In his State of the Union speech, President Obama patted himself on the back for making peace with Iran while, at that very moment, Iran held 10 American sailors in violation of international law and the Geneva Convention. The next day, Secretary John Kerry thanked the Iranians for not keeping the servicemen as hostages.
In the same speech, the president also lamented his failure to create an atmosphere of bipartisanship and cooperation, while passing up no opportunity to snipe at everyone who disagrees with him.
After South Carolina Governor Nikki Haley responded to the president’s address, the angriest voices loudly condemned her for condemning the angriest voices.
Hillary Clinton, who can boast the lowest national rating on trustworthiness since Richard Nixon, dismissed a new FBI investigation into her mishandling of classified information by declaring “that’s just not the way I treated classified information.” Transparency, at last.
However, none of this made much of an impression on an American public entranced by the dream of winning a 1.5 billion dollar lottery, even though about half of multimillion-dollar lottery winners eventually admit that sudden wealth proved more of a curse than a blessing.

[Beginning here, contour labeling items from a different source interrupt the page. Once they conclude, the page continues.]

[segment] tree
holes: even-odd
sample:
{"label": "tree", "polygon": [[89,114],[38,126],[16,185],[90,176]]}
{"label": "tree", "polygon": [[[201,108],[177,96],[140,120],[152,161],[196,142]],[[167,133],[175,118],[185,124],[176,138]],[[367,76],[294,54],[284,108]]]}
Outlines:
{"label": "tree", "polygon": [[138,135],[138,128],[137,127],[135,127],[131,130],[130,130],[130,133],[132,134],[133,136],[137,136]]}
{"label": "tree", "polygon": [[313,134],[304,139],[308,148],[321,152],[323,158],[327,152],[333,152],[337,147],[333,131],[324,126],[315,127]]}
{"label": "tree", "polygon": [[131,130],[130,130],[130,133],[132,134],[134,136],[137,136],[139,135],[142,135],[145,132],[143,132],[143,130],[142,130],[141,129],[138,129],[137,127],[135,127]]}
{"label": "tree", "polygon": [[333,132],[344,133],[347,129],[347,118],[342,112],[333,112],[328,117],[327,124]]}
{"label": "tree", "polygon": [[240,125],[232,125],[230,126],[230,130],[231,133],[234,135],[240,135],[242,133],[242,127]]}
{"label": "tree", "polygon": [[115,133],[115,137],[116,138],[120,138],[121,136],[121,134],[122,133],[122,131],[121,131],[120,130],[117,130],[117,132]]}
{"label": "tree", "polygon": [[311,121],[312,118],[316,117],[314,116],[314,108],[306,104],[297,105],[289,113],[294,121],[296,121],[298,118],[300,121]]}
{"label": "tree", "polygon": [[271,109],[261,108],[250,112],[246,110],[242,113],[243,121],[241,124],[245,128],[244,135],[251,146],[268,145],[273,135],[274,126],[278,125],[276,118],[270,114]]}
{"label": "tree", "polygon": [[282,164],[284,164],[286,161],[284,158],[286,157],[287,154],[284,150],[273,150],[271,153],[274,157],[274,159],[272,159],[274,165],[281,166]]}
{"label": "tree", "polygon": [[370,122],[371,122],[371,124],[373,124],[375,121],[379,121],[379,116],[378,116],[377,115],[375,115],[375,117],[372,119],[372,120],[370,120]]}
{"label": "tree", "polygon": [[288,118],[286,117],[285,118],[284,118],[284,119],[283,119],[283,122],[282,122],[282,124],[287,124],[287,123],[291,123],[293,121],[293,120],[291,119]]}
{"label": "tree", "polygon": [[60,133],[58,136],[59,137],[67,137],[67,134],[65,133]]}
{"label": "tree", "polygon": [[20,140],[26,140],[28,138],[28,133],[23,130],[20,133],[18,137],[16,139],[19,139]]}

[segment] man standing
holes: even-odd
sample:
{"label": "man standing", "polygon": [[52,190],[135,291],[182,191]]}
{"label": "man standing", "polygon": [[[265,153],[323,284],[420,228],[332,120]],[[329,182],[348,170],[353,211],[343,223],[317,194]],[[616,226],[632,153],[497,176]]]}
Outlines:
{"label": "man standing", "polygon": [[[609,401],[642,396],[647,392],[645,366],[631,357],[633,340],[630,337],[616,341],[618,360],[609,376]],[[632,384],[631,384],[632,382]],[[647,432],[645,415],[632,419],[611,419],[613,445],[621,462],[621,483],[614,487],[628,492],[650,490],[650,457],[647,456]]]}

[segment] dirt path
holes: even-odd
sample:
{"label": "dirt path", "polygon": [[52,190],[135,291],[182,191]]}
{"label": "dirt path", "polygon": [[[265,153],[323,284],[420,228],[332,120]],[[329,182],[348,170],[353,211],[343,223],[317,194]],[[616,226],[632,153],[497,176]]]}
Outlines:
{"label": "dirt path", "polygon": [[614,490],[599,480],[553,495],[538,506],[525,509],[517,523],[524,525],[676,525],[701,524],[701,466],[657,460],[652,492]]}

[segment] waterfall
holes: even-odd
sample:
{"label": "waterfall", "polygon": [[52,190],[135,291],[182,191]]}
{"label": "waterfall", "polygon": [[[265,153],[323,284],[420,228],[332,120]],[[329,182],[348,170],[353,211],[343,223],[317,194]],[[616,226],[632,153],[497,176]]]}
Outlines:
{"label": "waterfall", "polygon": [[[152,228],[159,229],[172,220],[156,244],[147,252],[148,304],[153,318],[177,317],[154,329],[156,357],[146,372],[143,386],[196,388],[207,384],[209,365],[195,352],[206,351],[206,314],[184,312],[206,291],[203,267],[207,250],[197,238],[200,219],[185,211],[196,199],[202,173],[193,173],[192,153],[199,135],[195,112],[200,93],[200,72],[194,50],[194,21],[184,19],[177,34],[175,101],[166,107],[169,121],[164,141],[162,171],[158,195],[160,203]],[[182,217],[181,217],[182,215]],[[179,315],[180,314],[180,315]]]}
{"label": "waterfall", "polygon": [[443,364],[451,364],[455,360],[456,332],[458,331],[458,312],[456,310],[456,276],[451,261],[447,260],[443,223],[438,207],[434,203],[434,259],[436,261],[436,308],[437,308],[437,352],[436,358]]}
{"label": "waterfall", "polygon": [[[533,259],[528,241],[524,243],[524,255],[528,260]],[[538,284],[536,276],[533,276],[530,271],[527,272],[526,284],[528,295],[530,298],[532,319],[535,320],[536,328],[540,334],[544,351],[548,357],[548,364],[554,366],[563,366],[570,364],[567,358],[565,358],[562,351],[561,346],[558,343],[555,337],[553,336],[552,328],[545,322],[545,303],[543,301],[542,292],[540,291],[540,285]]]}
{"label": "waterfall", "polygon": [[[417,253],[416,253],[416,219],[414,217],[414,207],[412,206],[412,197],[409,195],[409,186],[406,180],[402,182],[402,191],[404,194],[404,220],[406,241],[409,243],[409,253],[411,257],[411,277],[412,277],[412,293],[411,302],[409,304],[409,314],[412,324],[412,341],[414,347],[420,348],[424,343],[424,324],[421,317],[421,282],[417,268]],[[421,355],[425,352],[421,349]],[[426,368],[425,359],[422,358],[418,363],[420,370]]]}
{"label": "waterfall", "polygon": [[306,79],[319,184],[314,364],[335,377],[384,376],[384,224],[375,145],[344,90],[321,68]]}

Now that three winners are going to share the unprecedented payoff, they might want to take a page from the book of a middle-aged man in Atlanta who, back in the 1990s, won a $4 million dollar lottery – what was an exceptional amount for the time.
The winner had been working a double shift as a garbage collector. When asked what he intended to do after winning so much money, the man replied, “I’m going to quit one of my shifts.”
“Only one?” asked the incredulous reporter.
“A man has to have work,” replied the new millionaire.